To open up AI for more application developers, Algeria believes the solution lies in API wrappers for AI cloud services. By abstracting common use cases with UI components, low-code platforms could lower the barrier of entry. For example, a drag-and-drop sentiment analysis UI component could be used to highlight key phrases within a customer support screen. Or, Algeria described how a logistics company used AI within low-code to scan fruits and vegetables and determine shipping locations depending on the quality of each piece of produce.
“As soon as you lower friction of implementing AI, and make integration with app easy, people start implementing,” says Algeria.
The Future of AI in Low-code
Development environments are becoming more predictive, and similarly, user-facing software is becoming more intuitive. Companies will inevitably turn AI/ML to streamline operations and enrich user experiences to compete in this new paradigm. Yet, AI is complex, making it a good candidate for low-code. “We believe AI can help smooth the learning curve, and lower the baseline skill needed,” says Algeria.

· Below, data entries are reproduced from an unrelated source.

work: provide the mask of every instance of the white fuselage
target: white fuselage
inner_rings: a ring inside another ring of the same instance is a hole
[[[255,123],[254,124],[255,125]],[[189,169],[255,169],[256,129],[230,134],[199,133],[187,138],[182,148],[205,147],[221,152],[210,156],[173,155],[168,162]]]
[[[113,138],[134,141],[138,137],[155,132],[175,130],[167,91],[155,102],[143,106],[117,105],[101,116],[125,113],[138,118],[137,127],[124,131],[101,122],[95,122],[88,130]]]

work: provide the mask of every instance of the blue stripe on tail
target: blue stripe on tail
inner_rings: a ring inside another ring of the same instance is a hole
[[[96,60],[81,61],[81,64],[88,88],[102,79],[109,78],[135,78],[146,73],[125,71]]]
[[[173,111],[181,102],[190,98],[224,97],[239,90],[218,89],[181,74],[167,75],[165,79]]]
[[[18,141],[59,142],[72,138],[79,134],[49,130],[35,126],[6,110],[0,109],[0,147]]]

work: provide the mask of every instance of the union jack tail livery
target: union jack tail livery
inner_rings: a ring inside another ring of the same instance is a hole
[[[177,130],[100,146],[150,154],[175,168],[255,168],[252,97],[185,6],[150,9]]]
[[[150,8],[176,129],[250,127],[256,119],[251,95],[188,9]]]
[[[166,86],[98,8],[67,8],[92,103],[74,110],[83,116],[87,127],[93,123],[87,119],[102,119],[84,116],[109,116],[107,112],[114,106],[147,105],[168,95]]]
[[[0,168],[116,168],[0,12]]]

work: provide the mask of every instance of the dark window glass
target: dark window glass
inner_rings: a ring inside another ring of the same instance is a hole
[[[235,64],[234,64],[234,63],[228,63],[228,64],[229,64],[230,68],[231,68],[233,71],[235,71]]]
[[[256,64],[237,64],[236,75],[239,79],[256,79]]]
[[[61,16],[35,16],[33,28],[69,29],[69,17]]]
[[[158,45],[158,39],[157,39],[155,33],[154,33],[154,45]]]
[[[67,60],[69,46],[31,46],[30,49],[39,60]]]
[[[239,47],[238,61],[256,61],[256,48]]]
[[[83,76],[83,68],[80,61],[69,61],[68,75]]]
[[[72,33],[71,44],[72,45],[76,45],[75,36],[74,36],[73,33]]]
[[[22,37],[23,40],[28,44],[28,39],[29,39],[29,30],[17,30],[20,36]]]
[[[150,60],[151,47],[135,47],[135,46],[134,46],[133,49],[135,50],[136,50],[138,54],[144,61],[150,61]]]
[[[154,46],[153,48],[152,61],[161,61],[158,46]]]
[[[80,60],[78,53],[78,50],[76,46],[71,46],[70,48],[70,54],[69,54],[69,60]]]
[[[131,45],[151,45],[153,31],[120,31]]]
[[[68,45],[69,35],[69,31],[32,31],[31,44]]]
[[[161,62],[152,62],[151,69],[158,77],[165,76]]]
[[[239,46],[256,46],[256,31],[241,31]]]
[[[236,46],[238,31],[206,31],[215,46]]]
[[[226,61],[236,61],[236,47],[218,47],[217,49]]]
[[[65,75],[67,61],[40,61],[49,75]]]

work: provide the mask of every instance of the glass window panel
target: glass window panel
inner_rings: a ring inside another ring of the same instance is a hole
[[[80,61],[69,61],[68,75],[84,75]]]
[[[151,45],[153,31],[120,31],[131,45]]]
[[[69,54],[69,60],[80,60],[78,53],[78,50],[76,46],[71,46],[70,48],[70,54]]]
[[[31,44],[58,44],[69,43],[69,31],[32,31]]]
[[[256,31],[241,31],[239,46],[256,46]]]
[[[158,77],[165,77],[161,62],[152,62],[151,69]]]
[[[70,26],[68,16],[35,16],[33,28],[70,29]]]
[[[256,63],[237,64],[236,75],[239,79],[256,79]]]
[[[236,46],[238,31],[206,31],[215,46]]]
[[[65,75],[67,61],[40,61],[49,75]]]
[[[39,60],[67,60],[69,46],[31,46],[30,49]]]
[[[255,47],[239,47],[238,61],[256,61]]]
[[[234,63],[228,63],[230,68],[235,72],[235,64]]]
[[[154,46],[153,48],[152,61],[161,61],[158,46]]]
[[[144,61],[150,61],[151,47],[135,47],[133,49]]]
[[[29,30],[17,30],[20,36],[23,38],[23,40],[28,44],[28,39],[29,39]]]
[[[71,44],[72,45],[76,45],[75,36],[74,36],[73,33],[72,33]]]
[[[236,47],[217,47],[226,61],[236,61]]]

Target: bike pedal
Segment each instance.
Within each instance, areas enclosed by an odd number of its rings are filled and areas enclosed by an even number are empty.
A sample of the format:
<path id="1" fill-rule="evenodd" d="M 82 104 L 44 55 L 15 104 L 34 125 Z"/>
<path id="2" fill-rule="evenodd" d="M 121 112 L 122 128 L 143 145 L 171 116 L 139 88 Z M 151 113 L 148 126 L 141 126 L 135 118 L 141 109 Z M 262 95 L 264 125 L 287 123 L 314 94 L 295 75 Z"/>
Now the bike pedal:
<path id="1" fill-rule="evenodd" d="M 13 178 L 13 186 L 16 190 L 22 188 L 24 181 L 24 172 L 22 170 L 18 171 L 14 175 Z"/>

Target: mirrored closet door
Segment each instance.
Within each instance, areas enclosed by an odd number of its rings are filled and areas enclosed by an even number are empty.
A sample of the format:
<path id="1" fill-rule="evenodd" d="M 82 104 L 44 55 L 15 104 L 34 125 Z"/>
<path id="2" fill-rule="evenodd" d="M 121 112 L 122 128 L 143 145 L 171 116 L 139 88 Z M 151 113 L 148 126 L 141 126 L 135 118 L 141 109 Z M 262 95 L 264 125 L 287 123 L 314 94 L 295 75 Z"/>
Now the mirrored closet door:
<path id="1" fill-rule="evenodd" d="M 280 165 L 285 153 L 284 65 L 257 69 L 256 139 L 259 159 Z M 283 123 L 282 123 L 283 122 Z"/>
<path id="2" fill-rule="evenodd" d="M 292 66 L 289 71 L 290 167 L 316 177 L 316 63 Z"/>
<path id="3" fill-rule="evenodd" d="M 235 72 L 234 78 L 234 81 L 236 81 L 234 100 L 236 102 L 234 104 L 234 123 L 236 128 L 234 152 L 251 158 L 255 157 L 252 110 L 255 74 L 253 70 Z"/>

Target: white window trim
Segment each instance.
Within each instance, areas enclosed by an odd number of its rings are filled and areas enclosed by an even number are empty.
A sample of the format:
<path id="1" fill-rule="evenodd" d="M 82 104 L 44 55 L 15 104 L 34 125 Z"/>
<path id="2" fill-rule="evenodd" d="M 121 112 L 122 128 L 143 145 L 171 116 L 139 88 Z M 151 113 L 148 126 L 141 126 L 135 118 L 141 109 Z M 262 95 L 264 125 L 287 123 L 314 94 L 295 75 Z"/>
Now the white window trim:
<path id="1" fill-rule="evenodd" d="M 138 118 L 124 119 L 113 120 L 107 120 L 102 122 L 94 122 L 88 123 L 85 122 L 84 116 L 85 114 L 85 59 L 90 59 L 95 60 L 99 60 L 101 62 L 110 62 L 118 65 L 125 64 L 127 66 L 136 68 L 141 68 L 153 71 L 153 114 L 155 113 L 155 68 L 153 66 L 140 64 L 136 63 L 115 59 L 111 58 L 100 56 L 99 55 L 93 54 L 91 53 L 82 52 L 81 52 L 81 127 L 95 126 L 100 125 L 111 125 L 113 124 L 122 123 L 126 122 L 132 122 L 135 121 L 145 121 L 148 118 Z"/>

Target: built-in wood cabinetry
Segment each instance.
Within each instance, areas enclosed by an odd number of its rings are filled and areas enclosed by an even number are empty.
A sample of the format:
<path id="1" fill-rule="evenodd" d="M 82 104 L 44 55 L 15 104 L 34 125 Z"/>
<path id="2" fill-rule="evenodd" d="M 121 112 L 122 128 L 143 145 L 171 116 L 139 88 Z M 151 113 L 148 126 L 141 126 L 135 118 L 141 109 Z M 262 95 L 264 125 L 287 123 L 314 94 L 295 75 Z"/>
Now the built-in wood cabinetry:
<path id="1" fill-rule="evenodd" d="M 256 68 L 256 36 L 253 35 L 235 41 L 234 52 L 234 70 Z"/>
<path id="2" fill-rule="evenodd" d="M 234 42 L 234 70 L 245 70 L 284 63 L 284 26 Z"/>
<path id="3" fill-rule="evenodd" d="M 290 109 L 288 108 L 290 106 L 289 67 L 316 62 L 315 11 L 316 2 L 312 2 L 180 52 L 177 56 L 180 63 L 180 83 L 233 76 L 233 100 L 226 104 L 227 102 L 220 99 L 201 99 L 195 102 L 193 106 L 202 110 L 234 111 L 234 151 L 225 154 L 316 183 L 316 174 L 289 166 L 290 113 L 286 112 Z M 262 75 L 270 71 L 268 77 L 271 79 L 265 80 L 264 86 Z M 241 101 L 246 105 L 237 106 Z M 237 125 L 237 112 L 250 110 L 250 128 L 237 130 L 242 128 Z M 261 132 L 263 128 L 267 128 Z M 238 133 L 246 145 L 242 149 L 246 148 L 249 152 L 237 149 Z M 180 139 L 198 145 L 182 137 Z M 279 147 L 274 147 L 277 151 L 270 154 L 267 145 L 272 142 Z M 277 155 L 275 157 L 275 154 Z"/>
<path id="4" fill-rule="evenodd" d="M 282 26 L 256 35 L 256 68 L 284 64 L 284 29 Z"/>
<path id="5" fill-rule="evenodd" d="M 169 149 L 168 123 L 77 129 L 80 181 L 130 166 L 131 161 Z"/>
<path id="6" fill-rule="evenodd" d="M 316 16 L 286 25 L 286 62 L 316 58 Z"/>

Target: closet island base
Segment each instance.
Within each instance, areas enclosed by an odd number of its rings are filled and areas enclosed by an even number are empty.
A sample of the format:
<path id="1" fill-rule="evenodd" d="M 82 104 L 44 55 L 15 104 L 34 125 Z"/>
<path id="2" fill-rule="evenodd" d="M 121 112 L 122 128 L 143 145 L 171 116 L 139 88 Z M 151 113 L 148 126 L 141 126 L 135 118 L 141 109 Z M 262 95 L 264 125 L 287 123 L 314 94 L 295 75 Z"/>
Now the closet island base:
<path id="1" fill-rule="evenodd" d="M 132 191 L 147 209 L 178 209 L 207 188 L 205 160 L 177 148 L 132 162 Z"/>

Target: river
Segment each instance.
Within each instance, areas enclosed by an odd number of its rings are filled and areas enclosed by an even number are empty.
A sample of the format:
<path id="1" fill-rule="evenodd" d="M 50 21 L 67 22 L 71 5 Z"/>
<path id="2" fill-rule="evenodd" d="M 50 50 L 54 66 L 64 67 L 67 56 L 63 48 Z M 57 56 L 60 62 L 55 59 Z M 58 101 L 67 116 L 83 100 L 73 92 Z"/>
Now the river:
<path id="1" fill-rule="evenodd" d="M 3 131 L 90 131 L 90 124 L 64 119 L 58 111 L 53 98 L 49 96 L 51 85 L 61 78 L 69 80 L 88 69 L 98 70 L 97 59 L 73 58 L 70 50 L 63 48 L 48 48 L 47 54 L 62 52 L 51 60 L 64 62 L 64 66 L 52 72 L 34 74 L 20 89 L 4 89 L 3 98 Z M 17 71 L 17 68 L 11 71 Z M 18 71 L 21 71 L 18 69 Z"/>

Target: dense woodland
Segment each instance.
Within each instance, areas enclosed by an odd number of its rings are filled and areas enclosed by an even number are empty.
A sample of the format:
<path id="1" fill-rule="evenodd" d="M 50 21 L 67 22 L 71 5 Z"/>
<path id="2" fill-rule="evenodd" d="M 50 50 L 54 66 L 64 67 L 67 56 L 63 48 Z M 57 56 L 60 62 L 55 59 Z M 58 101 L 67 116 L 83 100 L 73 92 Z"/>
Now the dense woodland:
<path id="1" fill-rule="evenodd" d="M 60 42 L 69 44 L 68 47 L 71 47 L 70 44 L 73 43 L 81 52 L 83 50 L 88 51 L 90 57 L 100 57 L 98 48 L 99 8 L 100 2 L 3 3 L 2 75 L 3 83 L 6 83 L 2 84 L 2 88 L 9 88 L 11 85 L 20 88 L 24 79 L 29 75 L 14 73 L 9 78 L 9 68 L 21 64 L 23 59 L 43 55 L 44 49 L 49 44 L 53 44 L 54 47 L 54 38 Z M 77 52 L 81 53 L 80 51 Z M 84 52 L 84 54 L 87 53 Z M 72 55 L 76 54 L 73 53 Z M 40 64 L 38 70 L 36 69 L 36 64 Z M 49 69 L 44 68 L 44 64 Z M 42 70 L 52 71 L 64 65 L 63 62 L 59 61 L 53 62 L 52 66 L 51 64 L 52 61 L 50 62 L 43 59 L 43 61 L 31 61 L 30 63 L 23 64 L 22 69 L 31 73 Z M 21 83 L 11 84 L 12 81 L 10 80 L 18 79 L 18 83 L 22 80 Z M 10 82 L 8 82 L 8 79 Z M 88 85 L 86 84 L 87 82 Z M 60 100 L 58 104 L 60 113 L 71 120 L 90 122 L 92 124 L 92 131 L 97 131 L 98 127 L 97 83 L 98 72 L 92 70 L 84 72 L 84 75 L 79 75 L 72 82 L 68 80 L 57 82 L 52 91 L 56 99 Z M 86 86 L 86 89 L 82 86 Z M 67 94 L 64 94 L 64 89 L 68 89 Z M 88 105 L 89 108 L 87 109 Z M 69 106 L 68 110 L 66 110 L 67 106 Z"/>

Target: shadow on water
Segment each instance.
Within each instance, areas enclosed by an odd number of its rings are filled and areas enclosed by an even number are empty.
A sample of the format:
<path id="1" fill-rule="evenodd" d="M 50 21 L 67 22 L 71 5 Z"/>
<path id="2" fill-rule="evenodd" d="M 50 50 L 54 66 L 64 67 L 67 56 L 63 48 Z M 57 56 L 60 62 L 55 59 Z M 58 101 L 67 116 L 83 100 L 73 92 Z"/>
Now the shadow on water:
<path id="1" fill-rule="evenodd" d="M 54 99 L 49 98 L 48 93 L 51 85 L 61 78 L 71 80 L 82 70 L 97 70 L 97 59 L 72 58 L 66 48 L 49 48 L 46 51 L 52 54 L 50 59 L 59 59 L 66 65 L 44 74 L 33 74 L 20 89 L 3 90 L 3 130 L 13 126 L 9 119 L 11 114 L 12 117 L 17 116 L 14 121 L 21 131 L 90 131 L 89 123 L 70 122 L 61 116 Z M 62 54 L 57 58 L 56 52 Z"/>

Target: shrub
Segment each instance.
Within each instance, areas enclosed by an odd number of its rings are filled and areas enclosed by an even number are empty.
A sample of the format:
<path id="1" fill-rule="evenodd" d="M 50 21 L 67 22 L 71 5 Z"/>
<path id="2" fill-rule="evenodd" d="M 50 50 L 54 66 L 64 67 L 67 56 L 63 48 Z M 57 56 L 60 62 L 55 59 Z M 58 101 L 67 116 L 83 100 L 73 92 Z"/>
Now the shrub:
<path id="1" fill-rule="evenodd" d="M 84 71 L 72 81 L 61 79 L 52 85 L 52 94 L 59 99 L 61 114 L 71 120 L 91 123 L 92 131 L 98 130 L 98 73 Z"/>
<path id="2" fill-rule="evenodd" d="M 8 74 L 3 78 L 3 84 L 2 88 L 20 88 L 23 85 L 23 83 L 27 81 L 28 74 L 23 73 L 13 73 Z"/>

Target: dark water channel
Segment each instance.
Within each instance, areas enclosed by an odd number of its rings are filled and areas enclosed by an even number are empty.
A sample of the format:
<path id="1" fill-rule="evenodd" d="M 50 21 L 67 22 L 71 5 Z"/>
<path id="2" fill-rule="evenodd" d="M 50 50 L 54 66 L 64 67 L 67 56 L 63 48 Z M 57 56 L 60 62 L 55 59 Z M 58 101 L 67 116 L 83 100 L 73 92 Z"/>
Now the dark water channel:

Looking to the future, Algeria envisions NLP evolving to understand user intent better and perform more advanced tasks. For AI to improve across the board, we need “better generalization with less data,” said Algeria.
In terms of AI applied to development platforms, he predicts future emphasis on data-driven configurations and defaults, as well as subcomponents that can adapt to data. By detecting more patterns, and feeding runtime data into an ML engine, development platforms will likely further refine the mind of the artificial tech lead. But, imbuing AI within application development must be done intelligently, meeting the human halfway, Algeria reminds.